La menace terroriste, le risque sanitaire, le risque climatique,… ne sont pas, ou plus, des risques exceptionnels. Ce sont des menaces permanentes auxquelles sont confrontées les gouvernants en France mais aussi ailleurs. Il s’agit donc de mettre en place des politiques publiques raisonnées, anticipatrices, adaptées, proportionnées qui, seules peuvent permettre d’y faire face et non des lois votées en urgence, dans la précipitation qui préfigurent souvent des politiques autoritaires ou autoritaristes. Le Conseil d’Etat dans son avis du 2 février 2016 sur la première loi de prorogation de l’état d’urgence appelait le Gouvernement à « répondre à la menace terroriste en recourant à l’ensemble des politiques publiques dans les domaines du renseignement, de la sécurité publique, de la défense, de l’éducation, de l’intégration et de la coopération internationale ».

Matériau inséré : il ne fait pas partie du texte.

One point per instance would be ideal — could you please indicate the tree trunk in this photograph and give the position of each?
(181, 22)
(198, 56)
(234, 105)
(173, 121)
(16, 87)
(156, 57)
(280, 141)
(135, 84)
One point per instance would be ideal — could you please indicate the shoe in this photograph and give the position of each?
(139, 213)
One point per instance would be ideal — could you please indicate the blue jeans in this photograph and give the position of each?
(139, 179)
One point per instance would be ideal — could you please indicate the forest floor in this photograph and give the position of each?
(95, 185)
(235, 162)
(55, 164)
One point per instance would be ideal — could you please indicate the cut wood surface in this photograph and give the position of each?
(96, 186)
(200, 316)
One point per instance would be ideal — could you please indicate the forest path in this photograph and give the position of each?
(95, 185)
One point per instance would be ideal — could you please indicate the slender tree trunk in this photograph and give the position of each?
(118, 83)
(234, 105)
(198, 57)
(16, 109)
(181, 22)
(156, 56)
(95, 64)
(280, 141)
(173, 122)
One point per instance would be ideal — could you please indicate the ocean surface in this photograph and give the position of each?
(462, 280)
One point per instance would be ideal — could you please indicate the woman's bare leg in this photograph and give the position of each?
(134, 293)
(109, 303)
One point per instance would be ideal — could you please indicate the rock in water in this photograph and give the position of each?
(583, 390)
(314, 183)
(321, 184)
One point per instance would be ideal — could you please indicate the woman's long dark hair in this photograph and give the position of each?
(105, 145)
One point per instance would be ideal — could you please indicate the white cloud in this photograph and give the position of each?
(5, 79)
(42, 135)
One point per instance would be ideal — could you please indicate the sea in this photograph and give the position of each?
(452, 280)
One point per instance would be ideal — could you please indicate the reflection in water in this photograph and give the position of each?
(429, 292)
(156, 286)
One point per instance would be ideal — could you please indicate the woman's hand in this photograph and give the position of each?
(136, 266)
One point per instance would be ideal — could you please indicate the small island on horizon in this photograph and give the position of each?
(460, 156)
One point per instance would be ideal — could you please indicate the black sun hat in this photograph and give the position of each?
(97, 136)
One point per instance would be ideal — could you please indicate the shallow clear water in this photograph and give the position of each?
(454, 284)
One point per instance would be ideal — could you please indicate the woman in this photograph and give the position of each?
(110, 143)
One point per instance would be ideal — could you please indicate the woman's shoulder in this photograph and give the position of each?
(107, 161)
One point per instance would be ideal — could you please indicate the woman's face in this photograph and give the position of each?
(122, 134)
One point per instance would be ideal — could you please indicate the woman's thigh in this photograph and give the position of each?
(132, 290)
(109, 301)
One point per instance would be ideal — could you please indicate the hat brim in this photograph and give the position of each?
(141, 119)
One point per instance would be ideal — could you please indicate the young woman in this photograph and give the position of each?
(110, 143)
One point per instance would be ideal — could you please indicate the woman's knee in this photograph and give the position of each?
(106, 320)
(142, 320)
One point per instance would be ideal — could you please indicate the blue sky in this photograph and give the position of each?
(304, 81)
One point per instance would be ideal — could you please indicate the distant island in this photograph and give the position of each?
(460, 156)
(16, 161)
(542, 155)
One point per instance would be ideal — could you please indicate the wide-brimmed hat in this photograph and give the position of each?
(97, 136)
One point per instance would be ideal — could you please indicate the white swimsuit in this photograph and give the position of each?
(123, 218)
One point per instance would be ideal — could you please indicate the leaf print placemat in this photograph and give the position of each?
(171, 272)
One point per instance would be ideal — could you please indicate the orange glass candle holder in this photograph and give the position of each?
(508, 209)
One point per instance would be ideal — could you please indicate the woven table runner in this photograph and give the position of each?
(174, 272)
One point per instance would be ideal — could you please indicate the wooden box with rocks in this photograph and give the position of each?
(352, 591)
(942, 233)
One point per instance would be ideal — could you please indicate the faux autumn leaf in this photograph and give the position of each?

L’exigence démocratique, le respect de nos libertés, la proportionnalité des mesures prises en situation de crise devrait faire prévaloir la même logique lors d’une crise sanitaire comme celle de la Covid-19 et demain face aux crises climatiques qui nous attendent et nécessitent, elles aussi, des politiques publiques à la hauteur

Alexandre Medvedowsky
Alexandre Medvedowsky est un ancien élève de l’Ecole Nationale d’Administration (promotion Denis Diderot, 1984-1986). Magistrat au Conseil d’Etat à partir de 1986, il siège au cabinet de Laurent Fabius alors président de l’Assemblée Nationale de 1990 à 1992. De 1998 à 2001, il est professeur associé à l’Université d’Aix-Marseille III et enseigne à l’IEP de Paris jusqu’en 2006. Il a été conseiller des Bouches-du-Rhône de 1998 à mars 2015. Nommé conseiller d’Etat en juillet 2001, il rejoint ESL & Network Holding la même année et intègre le Directoire d’ESL & Network Holding, dont il est nommé président le 1er janvier 2013. Il a été élu président du SYNFIE, le syndicat français de l’intelligence économique en mai 2014.